In 1973, Alfred Aebersold won the competition organized by the Water Supply Department of Zurich for the design of a fountain. It was to be the visible part of a vast, autonomous and secured water supply system of 89 identical fountains distributed throughout the territory of the city. The context was that of the cold war. The threat, invisible but permanent, was the contamination of the public water supply network by an external agent. Aebersold—trained as an interior designer and founder, together with Jörg Hamburger and Herbert Merz, of studio Gruppe 3 in 1961—was representative of a Swiss design that followed the formal vocabulary of Max Bill. Bill contributed from the 1940s onward to the dissemination of ways of living and Western values to question those of Soviet ideology.

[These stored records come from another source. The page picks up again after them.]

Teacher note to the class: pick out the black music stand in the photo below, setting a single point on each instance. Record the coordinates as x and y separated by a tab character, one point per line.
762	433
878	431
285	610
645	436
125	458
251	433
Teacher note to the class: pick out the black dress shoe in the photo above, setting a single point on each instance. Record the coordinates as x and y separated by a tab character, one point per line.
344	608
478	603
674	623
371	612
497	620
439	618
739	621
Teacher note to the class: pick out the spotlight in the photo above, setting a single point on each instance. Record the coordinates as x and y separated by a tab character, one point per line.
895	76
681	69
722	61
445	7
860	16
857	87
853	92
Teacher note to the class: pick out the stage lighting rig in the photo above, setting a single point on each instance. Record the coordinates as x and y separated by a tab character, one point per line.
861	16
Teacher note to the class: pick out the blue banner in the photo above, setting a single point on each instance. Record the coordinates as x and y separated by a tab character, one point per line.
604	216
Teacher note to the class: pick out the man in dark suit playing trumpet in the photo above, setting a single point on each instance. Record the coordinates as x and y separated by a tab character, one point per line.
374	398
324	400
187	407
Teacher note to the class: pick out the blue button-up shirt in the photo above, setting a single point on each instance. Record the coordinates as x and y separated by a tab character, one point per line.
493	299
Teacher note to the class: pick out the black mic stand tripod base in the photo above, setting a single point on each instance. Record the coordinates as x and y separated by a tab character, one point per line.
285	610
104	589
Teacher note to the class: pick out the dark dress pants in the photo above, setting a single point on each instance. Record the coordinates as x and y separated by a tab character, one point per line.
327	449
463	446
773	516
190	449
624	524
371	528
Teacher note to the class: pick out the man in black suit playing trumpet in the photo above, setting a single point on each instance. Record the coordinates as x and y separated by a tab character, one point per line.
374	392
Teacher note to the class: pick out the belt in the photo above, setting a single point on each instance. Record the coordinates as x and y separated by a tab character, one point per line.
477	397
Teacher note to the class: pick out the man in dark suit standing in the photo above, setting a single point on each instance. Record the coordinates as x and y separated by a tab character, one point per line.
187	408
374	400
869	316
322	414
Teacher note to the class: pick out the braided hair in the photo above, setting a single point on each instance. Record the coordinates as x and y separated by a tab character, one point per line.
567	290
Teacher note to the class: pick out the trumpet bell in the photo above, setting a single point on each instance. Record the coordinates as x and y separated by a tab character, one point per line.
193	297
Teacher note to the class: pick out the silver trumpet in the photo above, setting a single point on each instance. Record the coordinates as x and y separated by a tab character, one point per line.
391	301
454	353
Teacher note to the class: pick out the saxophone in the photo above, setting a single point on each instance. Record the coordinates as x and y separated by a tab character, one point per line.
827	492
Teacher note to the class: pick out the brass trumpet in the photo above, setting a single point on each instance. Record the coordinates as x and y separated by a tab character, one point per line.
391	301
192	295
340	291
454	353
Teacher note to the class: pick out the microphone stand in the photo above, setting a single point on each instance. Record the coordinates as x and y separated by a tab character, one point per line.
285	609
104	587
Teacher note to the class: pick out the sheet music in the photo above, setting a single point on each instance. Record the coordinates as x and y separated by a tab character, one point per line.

Designed in the 1970s but recalling through its formal vocabulary a modernist, stable, and reassuring sculptural language expressed in the organicity and solidity of its forms, this fountain presents itself as a historical paradox of sorts. But it also presents itself as a visual symptom, set within the
public space, of a necessity for a continued, ahistorical defense. The context changes, but the threat remains. And the fountain, masking its purpose in the functionality of its bowels—according to a
Duchampian modus operandi, in which the sense one could assign to forms is obscured and diverted—, tirelessly spurts the purity of its liquid.
Sophie Nys (born 1974 in Antwerp, lives and works in Brussels) is interested in history: art history, history of philosophy, history of the great figures of history or dictatorial practices of medieval torture. This eclecticism of centers of interest around the historical practice is found in the work of the artist in the form of thematic declinations and variations. So when Sophie Nys is interested in the word “pillory”, it is both a photographic documentary searches for the object, in the Middle Ages, to expose publicly a condemned, that use of anti-Semitic newspaper Au Pilori sadly famous during the Second World War. This set of side steps, sliding of the object to the word itself reflects finally practice itself of the artist. If it is built, upstream of the work around a work of investigation and documentation, the artist goes through history across the board in search of a grain of sand that could stem the flow history. So when Sophie Nys hand on the trail of Lenin in her video Lénine en pensant, expresses more grotesque side of the figure of a politician, a distanced and objective analysis of Russian communism. The artist weaves around issues loaded with a weight sometimes painful history, interpretations taking various forms of humor that does not mean is absent.